Ahaz went to Damascus - He had received so much help on the defeat of Rezin, that he went to Damascus to meet the king of Assyria, and render him thanks.
Ahaz sent to Urijah the priest the fashion of the altar - This was some idolatrous altar, the shape and workmanship of which pleased Ahaz so well that he determined to have one like it at Jerusalem. For this he had no Divine authority, and the compliance of Urijah was both mean and sinful. That Ahaz did this for an idolatrous purpose, is evident from 2 Chronicles 28:21-25; : "For he sacrificed to the gods of Damascus; - and he said, Because the gods of the kings of Syria help them, I will sacrifice to them, that they may help me. And he made high places to burn incense to other gods in every city of Judah."
And saw an altar - Rather, “The altar,” i. e. an Assyrian altar, and connected with that formal recognition of the Assyrian deities which the Ninevite monarchs appear to have required of all the nations whom they received into their empire.
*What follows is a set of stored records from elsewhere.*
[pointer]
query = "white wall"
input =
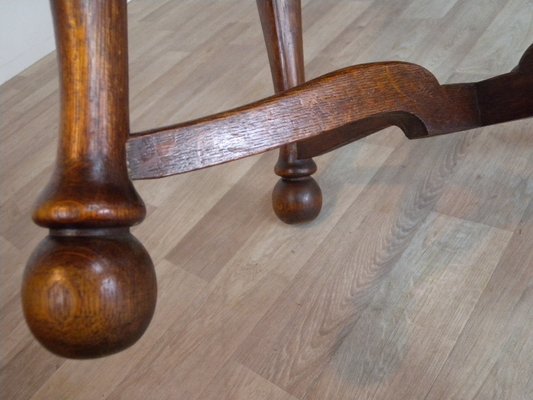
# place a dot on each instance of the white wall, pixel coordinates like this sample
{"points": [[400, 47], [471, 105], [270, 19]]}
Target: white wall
{"points": [[26, 35]]}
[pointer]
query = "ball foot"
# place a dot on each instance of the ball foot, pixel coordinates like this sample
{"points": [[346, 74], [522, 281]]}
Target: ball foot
{"points": [[89, 294], [297, 200]]}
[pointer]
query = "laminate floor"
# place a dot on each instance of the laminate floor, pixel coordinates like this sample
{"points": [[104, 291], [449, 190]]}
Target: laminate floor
{"points": [[415, 282]]}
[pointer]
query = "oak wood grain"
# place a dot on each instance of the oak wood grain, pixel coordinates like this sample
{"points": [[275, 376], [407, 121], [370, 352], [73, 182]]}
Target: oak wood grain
{"points": [[472, 41]]}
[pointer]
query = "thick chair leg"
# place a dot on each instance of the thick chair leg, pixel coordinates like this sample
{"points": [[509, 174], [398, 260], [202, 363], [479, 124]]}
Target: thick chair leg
{"points": [[296, 197], [89, 289]]}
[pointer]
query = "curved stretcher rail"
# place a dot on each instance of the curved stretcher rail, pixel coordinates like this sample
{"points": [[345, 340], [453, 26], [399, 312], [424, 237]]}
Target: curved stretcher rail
{"points": [[331, 111]]}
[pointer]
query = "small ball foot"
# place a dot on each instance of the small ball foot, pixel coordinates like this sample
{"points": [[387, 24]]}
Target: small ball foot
{"points": [[89, 294], [297, 200]]}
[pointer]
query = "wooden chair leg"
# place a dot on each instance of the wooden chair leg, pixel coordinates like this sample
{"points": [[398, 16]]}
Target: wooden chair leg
{"points": [[296, 197], [89, 289]]}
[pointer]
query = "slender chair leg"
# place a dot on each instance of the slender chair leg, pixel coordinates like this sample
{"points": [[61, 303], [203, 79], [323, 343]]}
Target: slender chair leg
{"points": [[89, 289], [296, 197]]}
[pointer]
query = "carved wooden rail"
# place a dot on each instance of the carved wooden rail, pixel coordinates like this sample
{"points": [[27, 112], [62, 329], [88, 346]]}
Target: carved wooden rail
{"points": [[331, 111], [89, 289]]}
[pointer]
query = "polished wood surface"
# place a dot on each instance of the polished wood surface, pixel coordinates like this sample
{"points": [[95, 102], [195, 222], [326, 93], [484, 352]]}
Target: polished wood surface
{"points": [[389, 93], [296, 197], [415, 281], [89, 288]]}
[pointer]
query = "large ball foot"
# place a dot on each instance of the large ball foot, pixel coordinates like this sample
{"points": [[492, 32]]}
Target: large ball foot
{"points": [[297, 200], [89, 294]]}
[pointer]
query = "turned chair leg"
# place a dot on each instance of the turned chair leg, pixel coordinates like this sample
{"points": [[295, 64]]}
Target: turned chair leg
{"points": [[89, 289], [296, 197]]}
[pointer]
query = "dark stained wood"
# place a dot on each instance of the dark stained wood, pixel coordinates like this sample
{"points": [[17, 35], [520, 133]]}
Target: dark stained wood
{"points": [[85, 297], [89, 289], [508, 96], [406, 92], [322, 112], [296, 197]]}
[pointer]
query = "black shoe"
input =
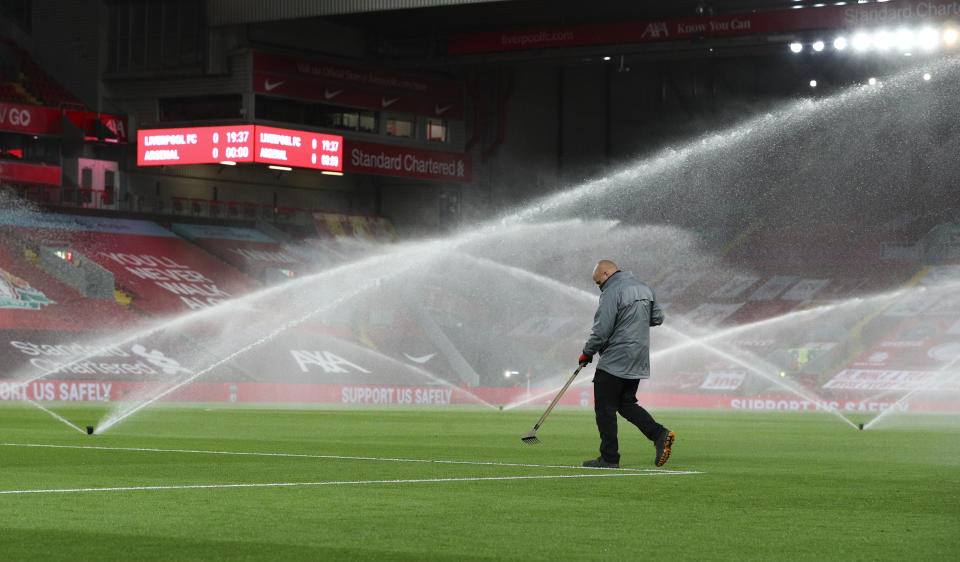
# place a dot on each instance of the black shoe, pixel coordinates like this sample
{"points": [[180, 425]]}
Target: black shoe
{"points": [[663, 444], [600, 463]]}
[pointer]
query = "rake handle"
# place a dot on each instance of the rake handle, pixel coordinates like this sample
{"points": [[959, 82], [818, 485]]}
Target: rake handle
{"points": [[558, 396]]}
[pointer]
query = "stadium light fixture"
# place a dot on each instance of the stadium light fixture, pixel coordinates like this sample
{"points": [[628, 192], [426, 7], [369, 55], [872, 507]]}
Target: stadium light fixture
{"points": [[927, 39], [861, 42], [950, 36]]}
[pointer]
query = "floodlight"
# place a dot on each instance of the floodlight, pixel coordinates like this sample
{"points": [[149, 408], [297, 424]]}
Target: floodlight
{"points": [[904, 39], [950, 36]]}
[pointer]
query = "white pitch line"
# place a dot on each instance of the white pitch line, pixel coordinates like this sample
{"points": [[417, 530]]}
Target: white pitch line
{"points": [[342, 482], [329, 457]]}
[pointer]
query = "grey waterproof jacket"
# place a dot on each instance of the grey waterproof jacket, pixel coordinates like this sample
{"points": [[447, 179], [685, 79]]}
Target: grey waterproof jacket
{"points": [[621, 326]]}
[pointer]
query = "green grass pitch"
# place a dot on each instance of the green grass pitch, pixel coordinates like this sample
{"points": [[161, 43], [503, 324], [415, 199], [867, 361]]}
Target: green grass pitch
{"points": [[767, 486]]}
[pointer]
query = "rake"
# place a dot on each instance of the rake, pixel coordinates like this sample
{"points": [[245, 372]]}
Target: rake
{"points": [[530, 438]]}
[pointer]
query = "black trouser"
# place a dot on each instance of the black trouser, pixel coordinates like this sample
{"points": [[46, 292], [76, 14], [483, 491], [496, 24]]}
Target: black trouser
{"points": [[612, 395]]}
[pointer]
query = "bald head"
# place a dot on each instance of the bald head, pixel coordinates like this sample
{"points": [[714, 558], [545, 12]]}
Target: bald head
{"points": [[603, 271]]}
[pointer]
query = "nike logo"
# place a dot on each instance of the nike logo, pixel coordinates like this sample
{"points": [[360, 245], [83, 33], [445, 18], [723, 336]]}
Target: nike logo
{"points": [[420, 360]]}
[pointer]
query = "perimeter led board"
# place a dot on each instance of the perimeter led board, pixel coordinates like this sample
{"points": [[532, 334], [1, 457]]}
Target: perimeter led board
{"points": [[195, 145], [239, 143]]}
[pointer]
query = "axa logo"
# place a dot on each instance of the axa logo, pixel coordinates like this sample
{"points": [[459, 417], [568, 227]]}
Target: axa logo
{"points": [[17, 293], [14, 116]]}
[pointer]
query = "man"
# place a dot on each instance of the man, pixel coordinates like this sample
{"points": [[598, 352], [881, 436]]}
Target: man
{"points": [[621, 334]]}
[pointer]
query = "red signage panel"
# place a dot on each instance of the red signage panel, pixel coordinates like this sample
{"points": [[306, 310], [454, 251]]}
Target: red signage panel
{"points": [[389, 160], [30, 119], [301, 149], [773, 21]]}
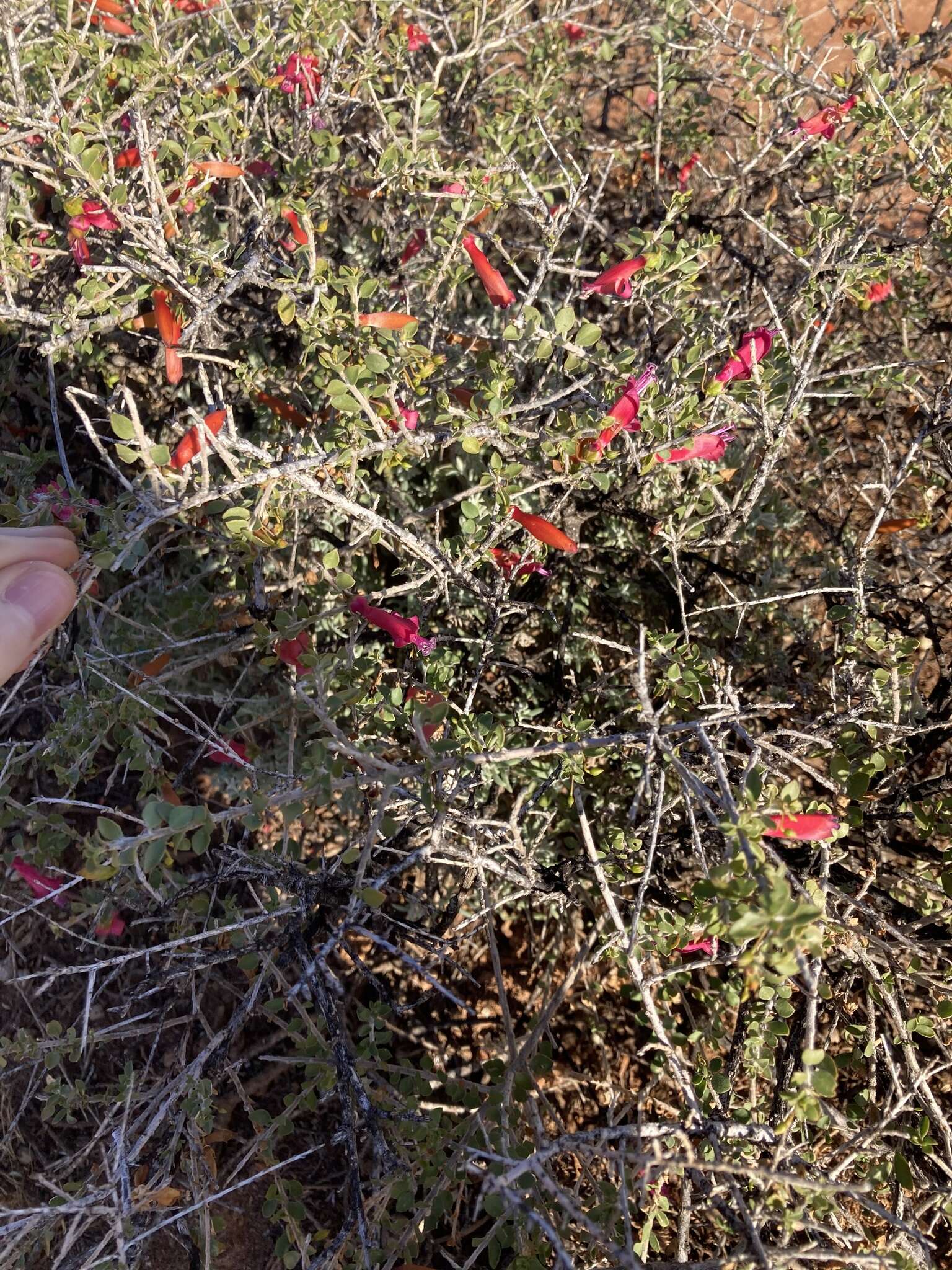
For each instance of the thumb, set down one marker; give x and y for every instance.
(35, 597)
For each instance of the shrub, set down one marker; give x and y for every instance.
(496, 761)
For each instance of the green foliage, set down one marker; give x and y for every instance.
(408, 931)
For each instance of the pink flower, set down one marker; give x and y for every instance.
(115, 926)
(227, 756)
(683, 173)
(300, 71)
(415, 37)
(410, 417)
(414, 246)
(402, 630)
(626, 408)
(616, 281)
(509, 562)
(879, 291)
(490, 277)
(55, 493)
(804, 828)
(707, 945)
(97, 216)
(754, 347)
(824, 123)
(289, 653)
(625, 412)
(707, 445)
(81, 249)
(40, 883)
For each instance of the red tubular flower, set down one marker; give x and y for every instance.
(544, 531)
(625, 412)
(415, 37)
(626, 408)
(116, 926)
(491, 278)
(229, 756)
(508, 563)
(402, 630)
(284, 411)
(110, 7)
(803, 828)
(707, 445)
(98, 216)
(754, 347)
(40, 883)
(218, 169)
(195, 440)
(170, 332)
(428, 700)
(289, 653)
(879, 291)
(79, 247)
(112, 24)
(616, 281)
(262, 168)
(826, 122)
(410, 418)
(386, 321)
(296, 226)
(707, 945)
(414, 246)
(684, 172)
(300, 70)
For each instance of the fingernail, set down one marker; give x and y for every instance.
(45, 592)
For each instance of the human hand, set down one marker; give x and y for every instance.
(36, 592)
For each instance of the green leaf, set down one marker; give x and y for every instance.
(903, 1173)
(286, 309)
(122, 427)
(565, 321)
(152, 854)
(108, 830)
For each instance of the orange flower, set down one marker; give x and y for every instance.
(112, 24)
(193, 441)
(296, 228)
(284, 411)
(545, 531)
(903, 522)
(128, 158)
(117, 11)
(170, 332)
(213, 168)
(386, 321)
(489, 276)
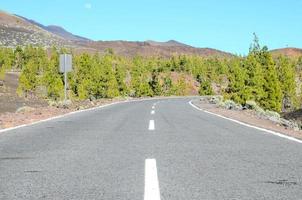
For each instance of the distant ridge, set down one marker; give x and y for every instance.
(17, 30)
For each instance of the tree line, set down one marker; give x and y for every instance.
(271, 82)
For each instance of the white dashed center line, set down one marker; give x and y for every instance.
(151, 181)
(151, 125)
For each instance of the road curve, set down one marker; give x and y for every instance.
(104, 154)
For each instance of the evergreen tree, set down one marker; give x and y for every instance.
(286, 75)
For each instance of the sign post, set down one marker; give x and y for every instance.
(65, 66)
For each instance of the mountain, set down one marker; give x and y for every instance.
(14, 31)
(148, 48)
(65, 34)
(17, 30)
(57, 30)
(290, 52)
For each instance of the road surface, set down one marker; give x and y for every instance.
(156, 149)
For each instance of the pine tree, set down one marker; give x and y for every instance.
(286, 75)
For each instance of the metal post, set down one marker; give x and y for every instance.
(65, 80)
(65, 86)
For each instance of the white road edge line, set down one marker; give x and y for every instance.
(151, 125)
(248, 125)
(151, 181)
(79, 111)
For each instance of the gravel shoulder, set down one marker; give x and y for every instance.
(249, 117)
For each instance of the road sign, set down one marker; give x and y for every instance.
(65, 63)
(65, 66)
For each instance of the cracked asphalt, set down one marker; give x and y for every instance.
(100, 154)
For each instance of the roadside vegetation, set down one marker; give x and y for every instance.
(272, 83)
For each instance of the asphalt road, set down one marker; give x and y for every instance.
(116, 153)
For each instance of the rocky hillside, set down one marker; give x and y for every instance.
(15, 31)
(152, 48)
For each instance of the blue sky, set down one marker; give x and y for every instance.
(222, 24)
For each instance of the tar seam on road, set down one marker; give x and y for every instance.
(76, 112)
(248, 125)
(151, 181)
(151, 125)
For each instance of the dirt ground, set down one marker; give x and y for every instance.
(37, 109)
(10, 101)
(249, 117)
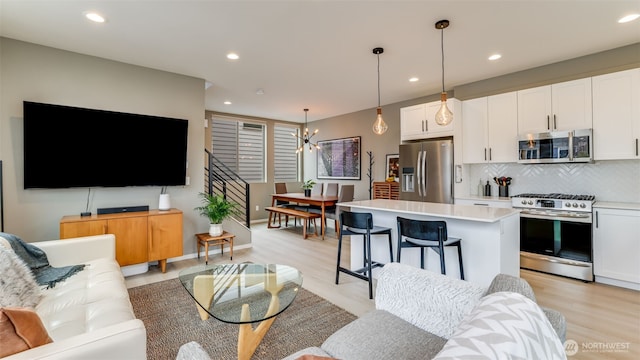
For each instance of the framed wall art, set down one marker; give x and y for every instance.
(339, 159)
(392, 170)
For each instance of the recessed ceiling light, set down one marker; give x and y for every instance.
(628, 18)
(94, 16)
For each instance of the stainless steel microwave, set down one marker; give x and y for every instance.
(556, 147)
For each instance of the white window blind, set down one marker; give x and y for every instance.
(285, 157)
(240, 145)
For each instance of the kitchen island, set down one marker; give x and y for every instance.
(490, 237)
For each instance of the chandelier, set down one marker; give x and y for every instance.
(306, 137)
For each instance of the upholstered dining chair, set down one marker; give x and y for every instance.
(331, 189)
(281, 188)
(333, 212)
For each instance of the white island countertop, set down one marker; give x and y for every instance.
(449, 211)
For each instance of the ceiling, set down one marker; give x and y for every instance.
(318, 54)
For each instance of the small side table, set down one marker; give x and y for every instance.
(206, 240)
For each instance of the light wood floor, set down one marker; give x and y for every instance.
(598, 316)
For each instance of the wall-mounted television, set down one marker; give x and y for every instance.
(68, 147)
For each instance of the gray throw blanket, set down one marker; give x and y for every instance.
(37, 261)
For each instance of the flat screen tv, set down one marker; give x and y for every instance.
(68, 147)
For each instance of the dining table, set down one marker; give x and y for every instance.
(322, 201)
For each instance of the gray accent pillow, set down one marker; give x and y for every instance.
(18, 287)
(504, 325)
(382, 336)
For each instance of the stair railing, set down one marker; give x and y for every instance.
(220, 179)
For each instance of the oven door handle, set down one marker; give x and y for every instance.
(555, 260)
(586, 218)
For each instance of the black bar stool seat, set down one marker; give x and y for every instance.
(352, 223)
(427, 234)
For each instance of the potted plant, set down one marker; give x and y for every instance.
(216, 208)
(307, 186)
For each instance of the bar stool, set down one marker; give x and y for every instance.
(427, 234)
(361, 224)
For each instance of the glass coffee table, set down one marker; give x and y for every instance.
(243, 294)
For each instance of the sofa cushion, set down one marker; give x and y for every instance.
(433, 302)
(382, 336)
(94, 298)
(18, 287)
(20, 329)
(504, 282)
(314, 350)
(504, 325)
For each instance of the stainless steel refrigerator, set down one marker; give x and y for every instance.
(426, 171)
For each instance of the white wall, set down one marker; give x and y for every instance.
(43, 74)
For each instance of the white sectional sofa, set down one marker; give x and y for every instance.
(89, 315)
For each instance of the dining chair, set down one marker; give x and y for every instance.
(281, 188)
(332, 212)
(317, 189)
(331, 189)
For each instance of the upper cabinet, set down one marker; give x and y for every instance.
(418, 121)
(489, 130)
(562, 106)
(616, 115)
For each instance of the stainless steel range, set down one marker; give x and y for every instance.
(555, 233)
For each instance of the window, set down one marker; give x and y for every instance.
(240, 145)
(284, 152)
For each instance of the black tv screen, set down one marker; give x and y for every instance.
(67, 147)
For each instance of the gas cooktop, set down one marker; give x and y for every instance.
(558, 196)
(567, 202)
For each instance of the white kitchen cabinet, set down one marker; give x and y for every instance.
(490, 131)
(616, 246)
(562, 106)
(616, 115)
(418, 121)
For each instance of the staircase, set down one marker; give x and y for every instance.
(219, 179)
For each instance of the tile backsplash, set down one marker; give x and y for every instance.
(616, 181)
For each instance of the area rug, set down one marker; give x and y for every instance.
(171, 319)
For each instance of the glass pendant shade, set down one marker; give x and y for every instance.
(306, 137)
(379, 126)
(444, 116)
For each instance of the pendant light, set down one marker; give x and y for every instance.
(379, 126)
(444, 116)
(306, 137)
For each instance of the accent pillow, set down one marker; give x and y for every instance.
(18, 287)
(314, 357)
(504, 325)
(20, 329)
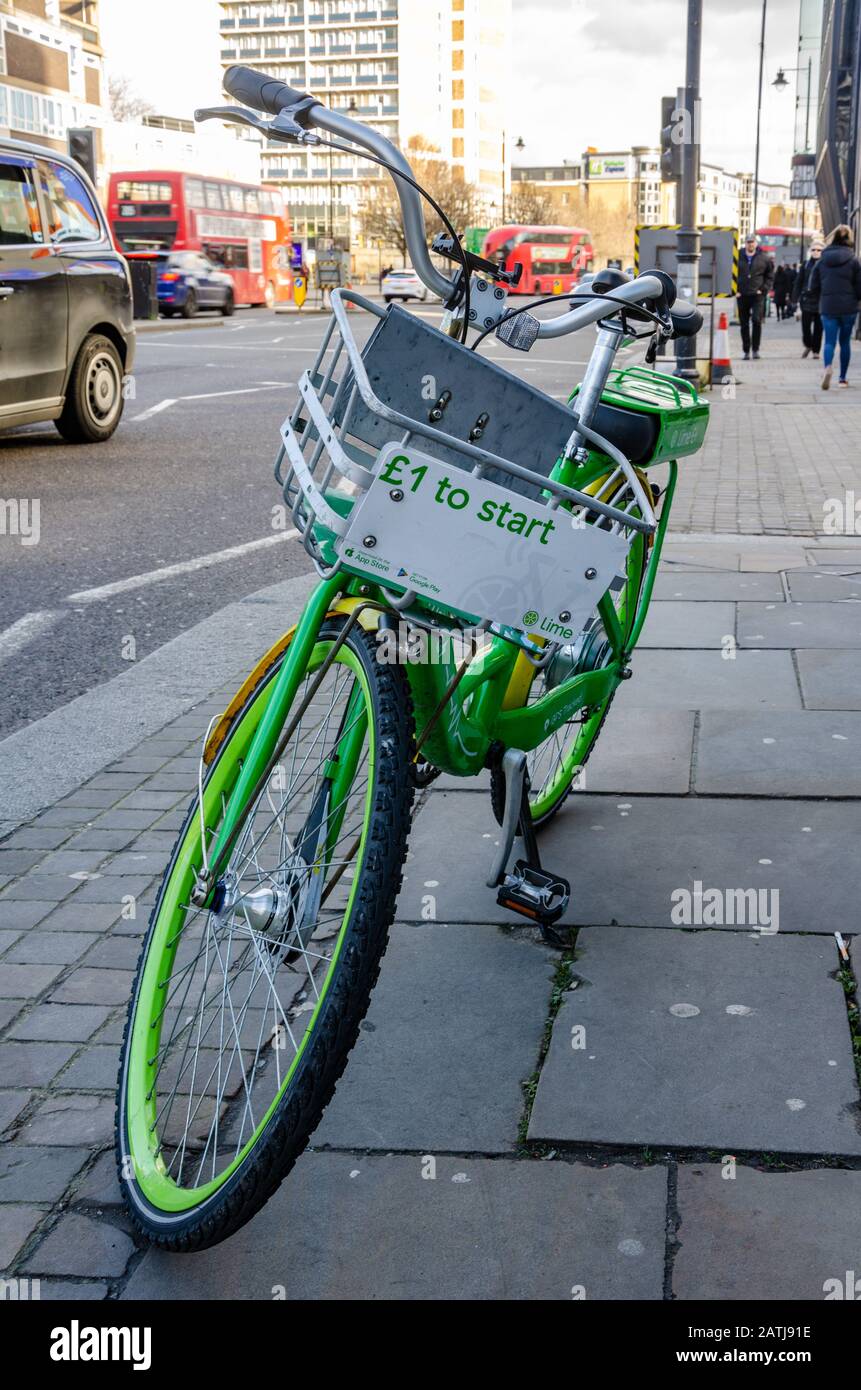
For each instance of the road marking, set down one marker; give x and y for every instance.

The fashion of the altar - Assyrian altars were not very elaborate, but they were very different from the Jewish. They were comparatively small, and scarcely suited for “whole burnt-offerings.” One type was square, about half the height of a man, and ornamented round the top with a sort of battlement. Another had a triangular base and a circular top consisting of a single flat stone. A third was a sort of portable stand, narrow, and about the height of a man. This last was of the kind which the kings took with them in their expeditions.